President Obama is fond of waxing eloquent about "the majesty of the rule of law." A prosecutor reminds us that we're the only country in the world where a defendant's innocence is defended with at least as much passion as his guilt is attacked. A judge rolls out all his Sunday adjectives to extol the blessings of the jury system.
This is, of course, rhetoric, and talk is cheap. Bottom Line: It's not true. Or it's only partly true. Or it's true only a tiny fraction of the time. Whatever.
But when I hear pronouncements like these, I am invariably reminded of some of the tawdry practices that threaten to shatter our criminal justice system.
Tim Lynch, who runs the Cato Institute's Criminal Justice portfolio, has written an article he calls "The Devil's Bargain: How Plea Agreements, Never Contemplated by the Framers, Undermine Justice." The article appeared in the July 2011 issue of Reason.
Lynch writes that the point of the article is that" most Americans are under the mistaken impression that when the government accuses someone of a crime, the case typically proceeds to trial, where a jury of laypeople hears arguments from the prosecution and the defense, then deliberates over the evidence before deciding on the defendant's guilt or innocence."
Well, according to Tim Lynch, me, and just about everyone associated with the criminal justice system except prosecutors and bookkeepers, this image of American justice is "wildly off the mark," as Tim puts it,
He says, "Criminal cases rarely go to trial, because about 95 percent are resolved by plea bargains. In a plea bargain, the prosecutor usually offers a reduced prison sentence if the
defendant agrees to waive his right to a jury trial and admit guilt in a summary proceeding before a judge."
This procedure was not contemplated by the Framers. The Constitution simply says, "the Trial of all Crimes, except in Cases of Impeachment; shall be by Jury."
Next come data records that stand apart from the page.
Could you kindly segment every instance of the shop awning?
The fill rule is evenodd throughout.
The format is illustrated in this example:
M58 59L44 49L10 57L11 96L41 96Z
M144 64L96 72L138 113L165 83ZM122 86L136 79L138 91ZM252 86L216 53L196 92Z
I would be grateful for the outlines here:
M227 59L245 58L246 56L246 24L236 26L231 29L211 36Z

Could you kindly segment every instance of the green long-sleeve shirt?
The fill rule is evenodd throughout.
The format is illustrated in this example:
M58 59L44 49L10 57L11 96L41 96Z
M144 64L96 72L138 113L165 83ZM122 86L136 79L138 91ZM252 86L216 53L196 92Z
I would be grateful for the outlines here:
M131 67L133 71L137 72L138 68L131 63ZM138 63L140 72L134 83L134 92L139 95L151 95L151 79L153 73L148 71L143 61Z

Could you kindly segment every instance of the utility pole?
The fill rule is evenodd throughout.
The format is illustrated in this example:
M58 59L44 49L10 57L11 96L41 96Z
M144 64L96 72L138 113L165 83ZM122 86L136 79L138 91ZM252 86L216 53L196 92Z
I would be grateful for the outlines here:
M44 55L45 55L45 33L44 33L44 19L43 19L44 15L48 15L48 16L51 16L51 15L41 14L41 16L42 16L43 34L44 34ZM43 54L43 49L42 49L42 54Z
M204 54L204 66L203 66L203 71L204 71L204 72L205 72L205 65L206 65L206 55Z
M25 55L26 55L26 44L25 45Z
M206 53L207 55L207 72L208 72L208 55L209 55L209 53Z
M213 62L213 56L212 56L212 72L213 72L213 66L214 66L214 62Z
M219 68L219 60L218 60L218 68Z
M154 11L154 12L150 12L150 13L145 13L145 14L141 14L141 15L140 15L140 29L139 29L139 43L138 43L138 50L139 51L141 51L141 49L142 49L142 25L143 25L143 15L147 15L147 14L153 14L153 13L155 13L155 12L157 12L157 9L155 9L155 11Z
So it's not as if one of our storied forefathers corralled his colleagues and said, Hey, Colleagues, let's come up with a system that's better and cheaper than juries and would also relieve any doubt about guilt or innocence and, that "would replace jury trials with a supposedly superior system of charge-and-sentence bargaining," as Tim Lynch puts it.
Tim Lynch likens the growth of the plea deal to the growth of government in general. "Plea bargaining slowly crept into and eventually grew to dominate the system," he says.
He goes on: "From the government's perspective, plea bargaining has two advantages. First, its less expensive and time-consuming than jury trials, which means prosecutors can haul more people into court and legislators can add more offenses to the criminal code.
"Second, by cutting the jury out of the picture, prosecutors and
judges acquire more influence over case outcomes.' Once a defendant pleads guilty as part of a plea deal, he's guilty. No one has to sweat it out while the Law and Order-type jury comes to its decision."